Кончилось собрание, все родные собрались, а у папы было пять братьев, все они потом не вернулись с Великой Отечественной войны, как и отец. Ну, значит, сели они в застолье — традиционные сибирские пельмени. Лавки вдоль окон стоят… И мать попала в простенок, одним плечом — к окну, другим — к отцу, а отец сидел, где как раз не было окна. Апрель месяц… В Сибири в это время еще заморозки бывают. Матери, видно, холодно стало. Я это уже потом, взрослой поняла. Она встала, накинула кожух отца и начала меня кормить грудью. В это время раздался выстрел из обреза. Стреляли-то в отца, по кожуху метили… Мать успела только сказать: «Па…» и выронила меня на горячие пельмени… Было ей двадцать четыре года…

И в этой же деревне потом председателем сельсовета был мой дедушка. Его отравили стрихнином, в воду насыпали. У меня фотография сохранилась, как дедушку хоронят. Полотнище над гробом, и на нем написано: «Погиб от руки классового врага».

Отец мой — герой гражданской войны, командир бронепоезда, действовавшего против мятежа чехословацкого корпуса. В тридцать первом году он был награжден орденом Красного Знамени. В то время этот орден имели единицы, особенно у нас, в Сибири. Это был большой почет, большое уважение. У отца на теле девятнадцать ран, не было живого места. Мать рассказывала — не мне, конечно, а родным, — что отца белочехи приговорили к двадцати годам каторги. Она попросила свидания с ним и была в это время на последнем месяце беременности Тасей, моей старшей сестрой. Там, в тюрьме, был такой длинный коридор, ей не дали пойти к отцу, ей сказали: «Большевистская сволочь! Ползи…» И она за несколько дней до родов ползла по этому длинному цементному коридору к отцу. Вот как ей сделали свидание. Она отца не узнала, он весь был седой…

Могла я равнодушно сидеть, когда враг снова пришел на мою землю, если я росла в такой семье, с таким отцом, который рядом? Ему много пришлось пережить… На него донос был в тридцать седьмом году, его хотели оклеветать. Но он добился приема у Калинина, и его доброе имя восстановили. Отца знали все…
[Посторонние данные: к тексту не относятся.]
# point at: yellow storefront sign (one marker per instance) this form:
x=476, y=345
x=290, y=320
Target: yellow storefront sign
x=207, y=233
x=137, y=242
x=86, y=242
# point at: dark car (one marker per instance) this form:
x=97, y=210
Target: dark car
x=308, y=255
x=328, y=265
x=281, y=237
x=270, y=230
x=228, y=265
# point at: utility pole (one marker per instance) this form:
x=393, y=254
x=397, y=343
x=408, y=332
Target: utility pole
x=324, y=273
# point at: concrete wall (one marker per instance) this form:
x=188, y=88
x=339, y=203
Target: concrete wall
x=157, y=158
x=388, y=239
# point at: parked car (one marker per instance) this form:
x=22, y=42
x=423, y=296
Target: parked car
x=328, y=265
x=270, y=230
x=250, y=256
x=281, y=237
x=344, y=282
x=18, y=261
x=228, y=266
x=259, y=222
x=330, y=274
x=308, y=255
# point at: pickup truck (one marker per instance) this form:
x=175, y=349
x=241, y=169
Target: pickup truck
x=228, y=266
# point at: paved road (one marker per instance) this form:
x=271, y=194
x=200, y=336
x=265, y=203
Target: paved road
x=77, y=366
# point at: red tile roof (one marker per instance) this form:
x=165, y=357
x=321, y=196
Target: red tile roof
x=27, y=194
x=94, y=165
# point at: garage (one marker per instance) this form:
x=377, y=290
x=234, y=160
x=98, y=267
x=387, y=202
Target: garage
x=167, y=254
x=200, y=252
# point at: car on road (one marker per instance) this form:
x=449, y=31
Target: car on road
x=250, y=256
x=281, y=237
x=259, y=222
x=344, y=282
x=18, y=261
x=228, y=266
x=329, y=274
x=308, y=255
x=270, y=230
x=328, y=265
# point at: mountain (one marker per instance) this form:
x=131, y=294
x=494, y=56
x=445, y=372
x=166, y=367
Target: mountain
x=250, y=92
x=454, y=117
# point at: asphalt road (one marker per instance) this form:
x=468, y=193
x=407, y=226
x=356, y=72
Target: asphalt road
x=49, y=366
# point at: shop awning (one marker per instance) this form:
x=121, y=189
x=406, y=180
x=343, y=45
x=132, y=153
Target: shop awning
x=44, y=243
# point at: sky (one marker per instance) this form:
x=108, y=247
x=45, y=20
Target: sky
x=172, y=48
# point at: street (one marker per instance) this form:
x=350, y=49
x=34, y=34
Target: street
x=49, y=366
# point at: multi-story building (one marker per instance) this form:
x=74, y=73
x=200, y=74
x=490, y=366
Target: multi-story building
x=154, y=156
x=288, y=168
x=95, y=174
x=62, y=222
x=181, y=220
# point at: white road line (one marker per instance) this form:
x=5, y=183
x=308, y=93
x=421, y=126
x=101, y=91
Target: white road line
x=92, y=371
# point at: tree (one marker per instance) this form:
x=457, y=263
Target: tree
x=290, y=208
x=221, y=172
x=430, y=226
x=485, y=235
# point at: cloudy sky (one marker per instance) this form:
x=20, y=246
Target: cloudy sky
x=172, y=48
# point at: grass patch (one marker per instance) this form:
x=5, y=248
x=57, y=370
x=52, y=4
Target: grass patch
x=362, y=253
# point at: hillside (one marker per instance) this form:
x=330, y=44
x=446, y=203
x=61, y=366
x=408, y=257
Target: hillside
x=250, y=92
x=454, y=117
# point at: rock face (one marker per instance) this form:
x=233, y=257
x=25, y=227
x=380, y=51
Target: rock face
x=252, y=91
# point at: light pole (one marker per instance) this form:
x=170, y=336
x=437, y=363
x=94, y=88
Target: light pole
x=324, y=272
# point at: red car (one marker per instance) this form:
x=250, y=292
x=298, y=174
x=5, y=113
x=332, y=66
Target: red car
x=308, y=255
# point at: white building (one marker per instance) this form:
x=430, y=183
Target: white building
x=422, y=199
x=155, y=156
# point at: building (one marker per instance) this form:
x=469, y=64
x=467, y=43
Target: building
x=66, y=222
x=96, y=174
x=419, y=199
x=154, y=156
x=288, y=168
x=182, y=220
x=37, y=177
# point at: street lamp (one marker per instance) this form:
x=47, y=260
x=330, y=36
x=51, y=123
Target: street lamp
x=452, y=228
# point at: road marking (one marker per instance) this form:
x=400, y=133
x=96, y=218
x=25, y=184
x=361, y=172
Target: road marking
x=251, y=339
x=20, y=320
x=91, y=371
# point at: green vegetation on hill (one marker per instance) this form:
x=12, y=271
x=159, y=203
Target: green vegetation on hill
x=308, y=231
И вот представляете себе, — сорок первый год. У меня последний школьный звонок. У нас у всех были какие-то планы, свои мечты, ну, девчонки ведь. После выпускного вечера мы поехали по Оби на остров. Мы уезжали, город как город был, все нормально. Такие веселые, счастливые… Еще, как говорится, нецелованные, у нас еще даже мальчиков не было. Возвращаемся с острова, рассвет встретили… Город весь бурлит, люди плачут. Кругом: «Война! Война!» Везде радио включено. До нас ничего не доходило. Какая война. Мы такие счастливые, такие планы строили: кто куда пойдет учиться, кто кем станет… И вдруг война! Взрослые плакали, а мы не пугались, мы уверяли друг друга, что не пройдет и месяца, как «дадим по мозгам фашистам», — до войны все пели эту песню. Что воевать будем на чужой территории… Мы начали все понимать, когда в дома стали приходить похоронки.